83. I Never Loved a Man the Way I Love You – Aretha Franklin
Franklin’s Atlantic debut is the place where gospel music collided with R&B and rock & roll and became soul. The Detroit-born preacher’s daughter was about $80,000 in debt to her previous label, Columbia, when Atlantic producer Jerry Wexler signed her in 1966. “I took her to church,” Wexler said, “sat her down at the piano and let her be herself.” She immediately cut the album’s title hit, a slow fire of ferocious sexuality, while her storefront-church cover of Otis Redding’s “Respect” ”” Franklin’s first Number One pop single ”” became the marching song for the women’s and civil-rights movements.
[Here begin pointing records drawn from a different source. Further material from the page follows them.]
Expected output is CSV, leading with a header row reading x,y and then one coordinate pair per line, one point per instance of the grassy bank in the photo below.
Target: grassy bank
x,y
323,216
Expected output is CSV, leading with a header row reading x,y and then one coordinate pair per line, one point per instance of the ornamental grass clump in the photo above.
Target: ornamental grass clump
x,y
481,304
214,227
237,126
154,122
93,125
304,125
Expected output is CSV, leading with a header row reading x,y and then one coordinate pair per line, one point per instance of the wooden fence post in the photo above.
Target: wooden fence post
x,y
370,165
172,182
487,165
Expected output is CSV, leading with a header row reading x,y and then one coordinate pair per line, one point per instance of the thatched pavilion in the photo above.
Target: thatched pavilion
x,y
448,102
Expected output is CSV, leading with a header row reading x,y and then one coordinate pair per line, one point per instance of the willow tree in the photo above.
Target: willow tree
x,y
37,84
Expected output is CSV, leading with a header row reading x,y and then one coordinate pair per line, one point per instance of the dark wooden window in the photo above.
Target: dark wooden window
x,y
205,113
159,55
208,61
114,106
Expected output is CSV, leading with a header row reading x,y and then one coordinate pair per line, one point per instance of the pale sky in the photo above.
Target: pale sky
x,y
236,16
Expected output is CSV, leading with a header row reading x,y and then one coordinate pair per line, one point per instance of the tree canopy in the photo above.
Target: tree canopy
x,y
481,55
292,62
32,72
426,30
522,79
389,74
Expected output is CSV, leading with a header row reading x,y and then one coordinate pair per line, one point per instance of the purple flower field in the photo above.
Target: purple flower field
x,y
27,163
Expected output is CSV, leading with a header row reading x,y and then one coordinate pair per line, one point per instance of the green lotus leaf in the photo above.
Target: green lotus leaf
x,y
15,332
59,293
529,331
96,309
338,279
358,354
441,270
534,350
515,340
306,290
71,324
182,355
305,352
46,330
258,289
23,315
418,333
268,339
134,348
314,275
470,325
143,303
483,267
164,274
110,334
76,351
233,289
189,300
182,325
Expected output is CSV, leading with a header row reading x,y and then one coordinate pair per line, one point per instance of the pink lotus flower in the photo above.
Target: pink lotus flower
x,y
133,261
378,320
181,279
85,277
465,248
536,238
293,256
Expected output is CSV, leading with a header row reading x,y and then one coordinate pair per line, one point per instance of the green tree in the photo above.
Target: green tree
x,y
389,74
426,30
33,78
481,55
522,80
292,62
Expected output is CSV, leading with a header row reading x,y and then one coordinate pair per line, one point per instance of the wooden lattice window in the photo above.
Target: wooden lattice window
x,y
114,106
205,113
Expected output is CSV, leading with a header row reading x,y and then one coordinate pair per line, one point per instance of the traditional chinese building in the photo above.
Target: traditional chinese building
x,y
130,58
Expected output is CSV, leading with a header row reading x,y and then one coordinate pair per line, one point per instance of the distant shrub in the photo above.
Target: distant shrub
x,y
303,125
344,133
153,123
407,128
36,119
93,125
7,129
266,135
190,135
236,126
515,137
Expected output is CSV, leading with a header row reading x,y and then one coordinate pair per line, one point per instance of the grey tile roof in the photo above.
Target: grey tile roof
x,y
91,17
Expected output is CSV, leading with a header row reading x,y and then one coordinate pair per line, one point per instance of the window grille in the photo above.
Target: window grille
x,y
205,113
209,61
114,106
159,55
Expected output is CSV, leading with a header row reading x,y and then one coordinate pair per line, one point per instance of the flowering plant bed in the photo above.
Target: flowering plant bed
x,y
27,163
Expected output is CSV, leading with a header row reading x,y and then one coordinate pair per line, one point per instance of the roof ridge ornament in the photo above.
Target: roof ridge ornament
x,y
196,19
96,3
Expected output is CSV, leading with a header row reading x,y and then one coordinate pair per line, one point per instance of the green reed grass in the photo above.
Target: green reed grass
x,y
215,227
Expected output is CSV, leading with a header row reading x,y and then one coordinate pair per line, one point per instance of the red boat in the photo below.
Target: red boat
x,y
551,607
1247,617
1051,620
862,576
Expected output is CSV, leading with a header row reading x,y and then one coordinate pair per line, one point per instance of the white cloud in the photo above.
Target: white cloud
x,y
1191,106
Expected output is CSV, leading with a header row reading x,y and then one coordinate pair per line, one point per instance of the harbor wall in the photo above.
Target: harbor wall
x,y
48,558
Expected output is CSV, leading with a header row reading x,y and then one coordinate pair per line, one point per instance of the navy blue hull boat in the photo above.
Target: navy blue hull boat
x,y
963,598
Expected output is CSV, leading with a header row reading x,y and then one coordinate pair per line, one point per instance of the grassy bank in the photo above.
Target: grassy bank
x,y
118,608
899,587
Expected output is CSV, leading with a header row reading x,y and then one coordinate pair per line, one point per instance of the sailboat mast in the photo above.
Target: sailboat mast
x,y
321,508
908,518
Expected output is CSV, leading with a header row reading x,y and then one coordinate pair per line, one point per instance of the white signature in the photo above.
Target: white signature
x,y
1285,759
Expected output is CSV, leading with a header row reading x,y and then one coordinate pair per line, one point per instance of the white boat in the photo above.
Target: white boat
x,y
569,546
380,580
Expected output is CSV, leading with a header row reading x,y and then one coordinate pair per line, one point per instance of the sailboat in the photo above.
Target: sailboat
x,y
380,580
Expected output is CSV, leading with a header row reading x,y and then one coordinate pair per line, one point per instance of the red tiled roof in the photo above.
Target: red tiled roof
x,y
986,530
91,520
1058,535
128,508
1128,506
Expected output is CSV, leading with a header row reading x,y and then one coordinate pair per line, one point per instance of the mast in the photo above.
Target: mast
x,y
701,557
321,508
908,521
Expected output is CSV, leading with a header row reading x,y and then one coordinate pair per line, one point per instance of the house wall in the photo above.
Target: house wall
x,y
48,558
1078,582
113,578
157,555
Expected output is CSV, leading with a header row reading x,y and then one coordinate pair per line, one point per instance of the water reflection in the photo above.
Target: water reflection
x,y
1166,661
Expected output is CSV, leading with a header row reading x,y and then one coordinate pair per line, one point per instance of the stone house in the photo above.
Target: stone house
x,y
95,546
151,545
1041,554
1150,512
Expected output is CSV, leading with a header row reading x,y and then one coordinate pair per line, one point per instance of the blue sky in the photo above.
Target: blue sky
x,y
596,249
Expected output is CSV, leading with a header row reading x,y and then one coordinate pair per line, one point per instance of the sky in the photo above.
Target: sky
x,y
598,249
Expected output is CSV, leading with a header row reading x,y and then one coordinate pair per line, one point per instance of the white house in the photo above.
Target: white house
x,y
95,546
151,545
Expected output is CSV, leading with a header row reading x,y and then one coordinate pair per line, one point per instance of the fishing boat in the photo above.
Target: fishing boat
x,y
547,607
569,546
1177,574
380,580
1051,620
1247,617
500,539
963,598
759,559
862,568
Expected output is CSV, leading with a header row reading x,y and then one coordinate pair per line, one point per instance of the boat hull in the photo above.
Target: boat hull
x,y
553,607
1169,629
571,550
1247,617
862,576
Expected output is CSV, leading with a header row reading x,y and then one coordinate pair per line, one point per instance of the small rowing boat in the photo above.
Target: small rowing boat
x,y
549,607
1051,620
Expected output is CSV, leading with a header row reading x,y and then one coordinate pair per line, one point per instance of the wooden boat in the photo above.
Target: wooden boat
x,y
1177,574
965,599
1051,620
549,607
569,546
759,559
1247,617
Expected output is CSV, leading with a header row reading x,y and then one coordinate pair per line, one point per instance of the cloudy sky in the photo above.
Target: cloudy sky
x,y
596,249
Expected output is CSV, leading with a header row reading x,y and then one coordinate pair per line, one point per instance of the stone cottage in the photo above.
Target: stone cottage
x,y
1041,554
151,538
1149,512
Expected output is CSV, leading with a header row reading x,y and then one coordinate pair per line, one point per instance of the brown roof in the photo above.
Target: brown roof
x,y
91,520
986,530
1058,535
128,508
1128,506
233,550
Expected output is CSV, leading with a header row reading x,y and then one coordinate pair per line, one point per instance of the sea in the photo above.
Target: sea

82. Axis: Bold As Love – The Jimi Hendrix Experience
Some of the studio effects on Hendrix’s second album have not aged well, and the mix on Side One was redone in a single night because he left the original masters in a taxi. But Axis is a leisurely, bluesy jewel; Hendrix slowed down on “Little Wing” and “If 6 Was 9″ to allow his guitar space to breathe as well as burn. ” ‘Little Wing’ is like one of these beautiful girls that come around sometimes,” he said. “They might be spaced, they might be kinda strung out. But everybody has a right to . . . their beliefs, if they want to believe that a star is purple, or whatever.” Like Hendrix, Axis was cryptic and bewitching.
81. Graceland – Paul Simon
Frustrated by the experience of writing good songs that didn’t come to life in the studio, Simon set out “to make really good tracks,” as he later put it. “I thought, ‘I have enough songwriting technique that I can reverse this process and write this song after the tracks are made.’ ” Simon risked severe criticism by going to South Africa (then under apartheid) and working with the best musicians from the black townships. With the fluid energy and expertise of guitarist Ray Phiri and the vocal troupe Ladysmith Black Mambazo, Simon created an album about isolation and redemption that transcended “world music” to become the whole world’s soundtrack.